For a candidate whose message for months has been that he is the polling leader, the drop to second place in Iowa cuts to the heart of the rationale for his candidacy. Mr. Trump, who talks up his poll standing in every interview and campaign speech, said in a radio interview Thursday that he doesn’t believe he has fallen to second place in Iowa.
“I have a feeling we’re doing much better in Iowa than the polls are showing, if you want to know the truth,” he said on the Hugh Hewitt Show. Mr. Trump’s campaign didn’t respond to a request for comment on Friday.
Republican presidential candidate Jeb Bush's polls and fundraising efforts have been slipping. He's now hoping to better capitalize on his family's vaunted political donor network. Photo: AP
Mr. Trump, who still maintains a lead in national polling, wasn’t the only Republican candidate struggling this week. Former Florida Gov. Jeb Bush announced Friday he is slashing campaign payroll costs by 40% and cutting 45% from the parts of his budget that don’t include media buys and voter contact. The Iowa polls that show Mr. Trump fallen to second place have Mr. Bush with just 5% support.
“We are in this campaign to win,” said a Bush campaign memo. “We are unapologetic about adjusting our game plan to meet the evolving dynamics of this race to ensure that outcome.”
On Thursday, Mr. Trump’s account retweeted a supporter’s suggestion that Iowa voters have “issues in the brain” that push them to support Mr. Carson. Mr. Trump later deleted the tweet and blamed it on a “young intern.”
Last Sunday, the Washington Post reported on the emergence of a high-dollar super PAC with close ties to Mr. Trump’s campaign and top campaign aides.
Dozens of independent groups have cropped up to support Mr. Trump’s run for president, some of them showing little activity while others actively solicit contributions. Each is problematic for a candidate who loudly condemns super PACs.
On Thursday night, Mr. Trump reiterated his call for super PACs backing him to disband. “I am self-funding my campaign and therefore I will not be controlled by the donors, special interests and lobbyists who have corrupted our politics and politicians for far too long,” Mr. Trump said in a statement.
“I have disavowed all super PACs, requested the return of all donations made to said PACs, and I am calling on all presidential candidates to do the same,” he said.
Despite Mr.
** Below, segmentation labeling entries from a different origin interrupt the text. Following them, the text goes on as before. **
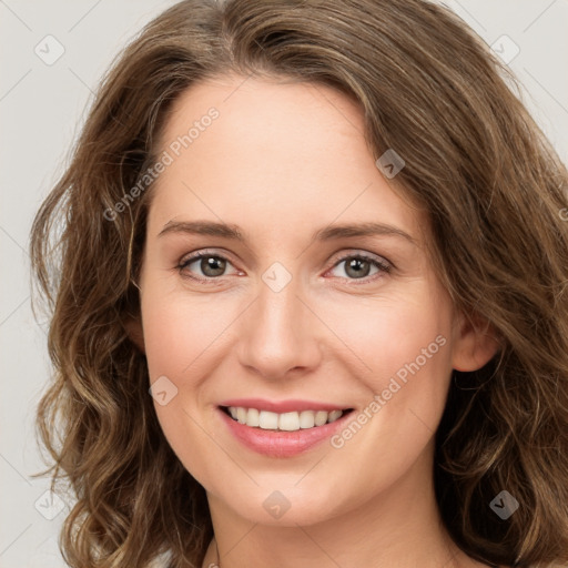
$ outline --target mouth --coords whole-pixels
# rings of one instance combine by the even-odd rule
[[[256,454],[268,457],[293,457],[315,448],[326,439],[328,440],[346,420],[354,408],[337,408],[328,405],[307,404],[296,405],[292,409],[291,404],[261,405],[223,404],[217,406],[219,416],[225,424],[232,437],[242,446]],[[304,407],[304,408],[298,408]],[[320,406],[320,408],[314,408]],[[276,407],[286,412],[274,412]]]

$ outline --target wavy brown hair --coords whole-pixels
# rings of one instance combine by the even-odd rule
[[[65,560],[142,568],[170,551],[172,568],[201,566],[213,534],[128,329],[153,186],[132,189],[173,101],[227,73],[337,89],[362,109],[374,158],[403,156],[396,191],[427,211],[443,285],[500,343],[481,369],[453,373],[436,433],[444,523],[478,560],[568,561],[568,172],[507,67],[422,0],[185,0],[103,78],[31,234],[54,366],[38,409],[51,467],[39,475],[77,500]],[[489,508],[504,489],[520,504],[507,520]]]

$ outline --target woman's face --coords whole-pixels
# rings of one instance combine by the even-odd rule
[[[243,81],[194,85],[166,124],[144,349],[163,432],[210,499],[308,525],[424,489],[452,368],[494,351],[454,312],[359,109]]]

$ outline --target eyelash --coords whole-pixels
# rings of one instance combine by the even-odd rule
[[[209,284],[216,284],[215,281],[221,281],[223,278],[223,276],[217,276],[217,277],[212,277],[212,276],[209,276],[209,277],[201,277],[201,276],[193,276],[193,275],[190,275],[190,274],[186,274],[184,273],[184,268],[192,264],[193,262],[195,261],[199,261],[200,258],[210,258],[210,257],[213,257],[213,258],[221,258],[230,264],[231,261],[226,257],[226,256],[223,256],[222,254],[214,254],[214,253],[210,253],[210,252],[206,252],[206,251],[202,251],[200,253],[195,253],[193,254],[192,256],[189,256],[185,260],[182,260],[176,268],[179,270],[180,274],[182,275],[182,277],[185,277],[185,278],[191,278],[193,281],[196,281],[201,284],[204,284],[204,285],[209,285]],[[376,266],[378,268],[378,272],[376,274],[374,274],[373,276],[365,276],[363,278],[342,278],[342,280],[346,280],[346,281],[349,281],[351,283],[355,284],[355,285],[358,285],[358,284],[368,284],[369,282],[374,282],[376,278],[379,278],[384,275],[384,273],[388,274],[392,270],[392,266],[385,262],[382,262],[379,261],[378,258],[375,258],[374,256],[369,256],[367,254],[362,254],[362,253],[358,253],[358,254],[346,254],[344,256],[342,256],[341,258],[337,258],[337,261],[335,262],[335,264],[332,266],[332,268],[335,268],[337,265],[339,265],[342,262],[344,261],[347,261],[347,260],[351,260],[351,258],[357,258],[357,260],[362,260],[362,261],[367,261],[369,262],[371,264],[373,264],[374,266]]]

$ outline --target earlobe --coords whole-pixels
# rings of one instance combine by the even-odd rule
[[[142,329],[142,322],[140,318],[126,321],[124,323],[124,328],[126,329],[130,341],[141,351],[141,353],[145,354],[144,332]]]
[[[452,367],[455,371],[477,371],[499,351],[500,343],[495,329],[480,318],[467,318],[459,314],[455,327]]]

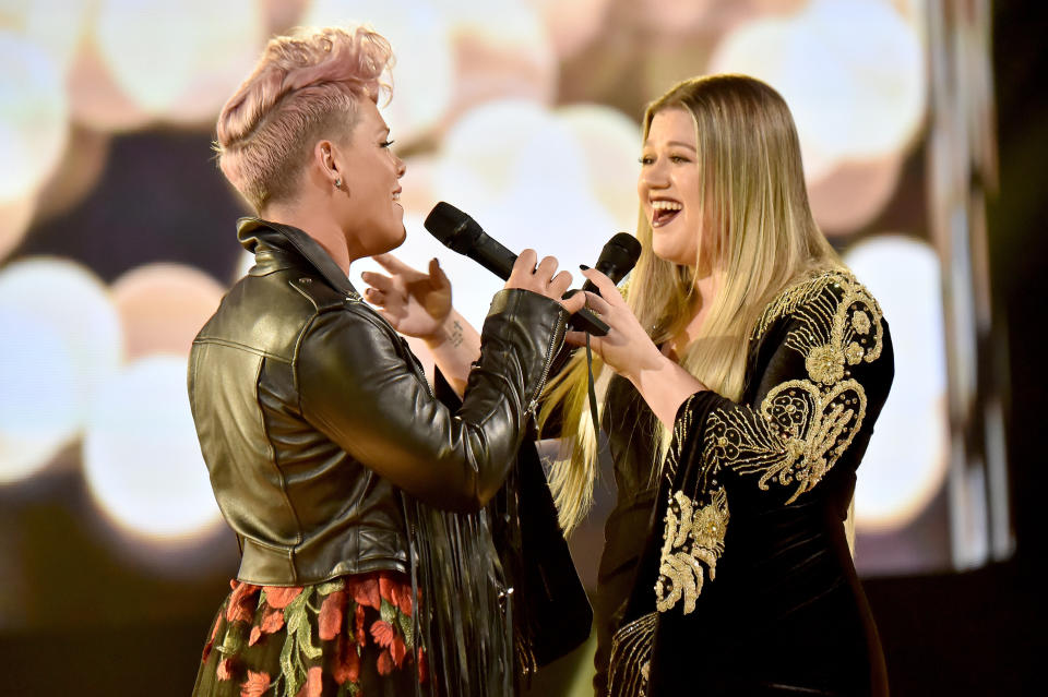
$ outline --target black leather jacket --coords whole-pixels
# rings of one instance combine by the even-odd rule
[[[193,343],[189,394],[215,497],[242,550],[238,578],[306,585],[408,570],[401,491],[476,510],[502,484],[563,341],[567,313],[495,296],[461,409],[296,228],[240,220],[255,265]]]

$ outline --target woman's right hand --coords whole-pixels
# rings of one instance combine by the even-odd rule
[[[557,273],[557,260],[552,256],[543,259],[538,265],[535,264],[538,254],[535,250],[524,250],[516,262],[513,264],[513,271],[510,272],[510,278],[505,281],[507,288],[522,288],[546,296],[550,300],[559,302],[569,314],[574,314],[582,310],[586,304],[586,295],[576,292],[571,298],[564,300],[562,296],[568,292],[571,286],[571,274],[568,272]],[[555,275],[556,274],[556,275]]]

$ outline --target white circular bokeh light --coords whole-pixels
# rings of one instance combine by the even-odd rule
[[[0,204],[31,195],[66,147],[62,72],[36,44],[0,29]]]
[[[84,476],[107,517],[134,536],[180,540],[219,521],[184,356],[134,361],[98,393],[84,433]]]
[[[3,483],[36,472],[80,432],[120,364],[120,322],[88,269],[29,259],[0,271],[0,346]]]
[[[879,236],[845,261],[891,326],[895,378],[858,471],[856,526],[908,525],[940,491],[948,465],[945,345],[939,257],[927,243]]]

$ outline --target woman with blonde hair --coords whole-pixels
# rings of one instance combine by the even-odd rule
[[[688,80],[643,127],[624,298],[584,272],[616,373],[597,693],[885,694],[844,524],[892,382],[888,324],[812,218],[773,88]],[[585,376],[576,356],[543,410],[572,450],[551,476],[565,528],[594,479]]]
[[[405,237],[405,168],[377,108],[391,61],[364,27],[276,37],[218,118],[222,171],[259,215],[238,226],[255,265],[190,354],[201,450],[241,549],[198,696],[512,688],[484,507],[584,299],[561,302],[570,276],[523,252],[481,333],[434,340],[477,361],[449,373],[460,408],[438,399],[347,278]]]

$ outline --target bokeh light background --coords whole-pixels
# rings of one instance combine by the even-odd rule
[[[924,0],[0,0],[0,632],[189,616],[202,636],[236,570],[184,385],[193,335],[250,264],[234,228],[247,208],[209,146],[266,38],[299,24],[367,21],[393,44],[397,253],[438,256],[477,325],[501,284],[426,233],[433,203],[515,251],[592,264],[635,226],[648,100],[713,72],[775,86],[815,217],[895,339],[859,471],[860,574],[992,557],[1008,542],[991,549],[973,518],[985,496],[949,485],[963,462],[929,213],[928,17]],[[572,540],[590,585],[610,486]],[[976,522],[958,533],[962,518]]]

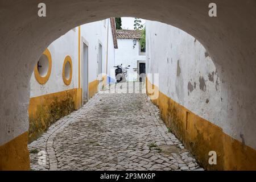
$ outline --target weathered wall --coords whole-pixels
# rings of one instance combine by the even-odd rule
[[[233,111],[223,113],[230,126],[225,132],[255,148],[255,1],[215,0],[217,18],[208,16],[209,0],[44,0],[46,18],[36,13],[40,2],[0,1],[0,145],[14,144],[13,140],[28,130],[29,81],[46,48],[80,24],[129,16],[171,24],[204,45],[219,74],[226,108]]]
[[[224,113],[233,111],[228,110],[218,72],[204,47],[171,26],[147,21],[146,26],[147,73],[159,74],[154,84],[159,96],[152,102],[167,127],[207,169],[255,169],[256,151],[235,139],[240,123],[226,122],[230,118]],[[150,87],[153,81],[148,78]],[[244,126],[247,131],[250,127]],[[249,136],[246,140],[255,138],[253,133]],[[213,150],[217,164],[211,166],[208,153]]]
[[[82,55],[82,42],[79,43],[79,36],[81,40],[85,40],[88,46],[89,98],[98,92],[98,44],[100,43],[102,46],[103,73],[105,75],[106,73],[108,47],[110,53],[108,55],[110,65],[113,65],[114,59],[112,30],[108,21],[108,19],[105,22],[96,22],[82,25],[80,28],[75,28],[54,41],[48,47],[52,57],[52,69],[49,80],[44,84],[40,84],[36,80],[34,73],[30,80],[31,98],[28,106],[30,142],[40,136],[56,121],[81,107],[83,89],[82,57],[81,56],[79,64],[79,54],[80,52]],[[110,39],[108,42],[108,26],[109,28],[110,27],[109,29]],[[79,47],[80,43],[81,46]],[[108,43],[109,46],[107,46]],[[81,50],[79,52],[79,48]],[[68,85],[63,80],[63,65],[65,57],[68,55],[71,57],[73,67],[72,78]],[[103,85],[105,85],[106,76],[103,76]]]
[[[124,67],[130,65],[128,69],[127,80],[129,81],[137,80],[137,71],[133,68],[137,68],[137,61],[145,61],[146,56],[140,55],[139,43],[137,43],[133,48],[134,39],[118,39],[118,49],[115,51],[115,65],[123,64]]]

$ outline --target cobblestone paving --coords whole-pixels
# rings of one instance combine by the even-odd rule
[[[107,92],[28,145],[31,169],[204,170],[168,131],[146,94]],[[46,154],[43,165],[40,151]]]

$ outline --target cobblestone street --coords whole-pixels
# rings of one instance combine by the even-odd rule
[[[145,93],[107,92],[28,145],[31,169],[204,170],[168,132]],[[44,165],[38,163],[40,151],[46,154]]]

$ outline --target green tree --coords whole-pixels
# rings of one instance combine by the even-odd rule
[[[141,38],[139,39],[139,44],[141,44],[141,50],[142,52],[146,51],[146,27],[142,30],[141,32]]]
[[[122,29],[122,19],[121,18],[115,18],[115,28],[117,30]]]
[[[143,25],[141,24],[141,20],[140,18],[135,18],[134,19],[134,30],[141,30],[143,28]]]

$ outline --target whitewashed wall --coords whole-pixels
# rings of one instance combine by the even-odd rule
[[[146,24],[146,72],[159,74],[160,91],[201,117],[226,126],[221,114],[218,73],[204,47],[174,27]]]
[[[74,29],[75,30],[75,29]],[[30,80],[30,97],[38,97],[77,88],[78,86],[78,28],[71,30],[54,41],[48,47],[52,57],[52,70],[47,82],[41,85],[33,73]],[[65,57],[69,55],[72,60],[72,79],[66,85],[62,78]]]
[[[145,61],[146,56],[139,55],[139,43],[137,41],[133,48],[133,40],[128,39],[118,39],[118,49],[115,50],[115,65],[123,64],[127,67],[130,65],[128,69],[129,81],[137,81],[137,71],[133,68],[137,68],[137,61]]]
[[[104,73],[106,72],[108,26],[109,26],[108,56],[108,69],[109,69],[114,64],[114,48],[109,19],[88,23],[80,26],[81,36],[86,40],[88,44],[89,82],[97,79],[99,43],[101,43],[102,46],[102,72]],[[51,76],[45,84],[40,85],[36,80],[34,73],[32,73],[30,80],[31,98],[78,88],[78,40],[79,28],[76,27],[56,39],[48,47],[52,60]],[[82,44],[81,43],[81,61],[82,61]],[[63,65],[65,57],[67,55],[71,57],[73,65],[72,79],[69,85],[66,85],[62,78]],[[80,76],[82,80],[82,64],[80,65]]]

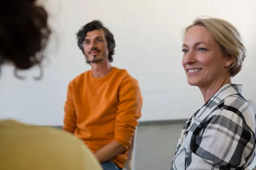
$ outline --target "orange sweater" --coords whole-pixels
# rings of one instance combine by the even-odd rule
[[[126,71],[113,67],[95,78],[90,70],[68,85],[63,129],[94,153],[114,140],[119,142],[127,150],[112,161],[123,168],[142,103],[138,83]]]

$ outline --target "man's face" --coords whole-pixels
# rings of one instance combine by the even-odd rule
[[[83,46],[86,60],[89,63],[100,62],[108,60],[108,42],[103,30],[88,32]]]

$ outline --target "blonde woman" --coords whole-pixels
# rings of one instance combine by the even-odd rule
[[[246,49],[240,35],[224,20],[198,18],[185,28],[182,65],[204,104],[184,125],[172,170],[244,169],[255,156],[253,111],[233,84]]]

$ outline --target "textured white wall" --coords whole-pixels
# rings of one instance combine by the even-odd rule
[[[189,118],[203,103],[181,65],[182,29],[200,15],[227,20],[241,32],[247,57],[233,82],[243,84],[244,95],[256,103],[256,1],[247,0],[58,0],[46,1],[55,34],[48,51],[45,75],[32,78],[35,68],[21,73],[3,68],[0,79],[0,118],[37,125],[61,125],[69,82],[90,68],[76,45],[82,26],[101,20],[115,36],[113,65],[127,69],[139,81],[144,97],[140,120]]]

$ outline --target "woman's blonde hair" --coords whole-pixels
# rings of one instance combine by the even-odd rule
[[[196,26],[206,27],[221,45],[223,54],[232,57],[233,63],[230,66],[230,72],[231,77],[236,75],[241,70],[246,57],[246,49],[236,28],[230,23],[221,19],[198,18],[192,24],[185,28],[184,35],[190,28]]]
Trump’s insistence that he is funding his bid on his own, his own campaign website, not to mention federal campaign-finance records, show he is indeed raising campaign cash.
His campaign’s website features a large “DONATE” button, and Mr. Trump’s Federal Election Commission report shows that in the quarter ended Sept. 30, he spent only $100,800 of his own money, while raising $3.8 million from what his campaign called “unsolicited” donors, 119 of whom gave the maximum $2,700 contribution. He received 317 checks for $1,000 or more.
The biggest recipient of Trump campaign funds was Mr. Trump himself, according to Trump’s campaign-finance filing. The Trump-owned private aircraft company that flies his 747 was paid $723,400. The next-largest vendor was the company that produces Trump-branded hats and T-shirts, which was paid more than $500,000.

2 comments:

  1. Anonymous10/24/2015

    Iowa polls aren't much of a barometer.

    ReplyDelete
  2. Anonymous10/25/2015

    I think Mr. Carson, in the long run, will be dogged by those who remember Obama's initial foray into national politics. He was eloquent and well spoken, unpretentious and came off as just a regular guy. However, once elected, he appeared to have forgotten anything but leftist values. And even those concerned with political correctness and fairness may hesitate to go down the road again with Ben Carson. Granted, Dr. Carson's pre-political career has more accomplishment than Obama's, but just the same, the country is in tough times, and only the reluctance to elect an elitist pathological liar may be the key for Ben Carson.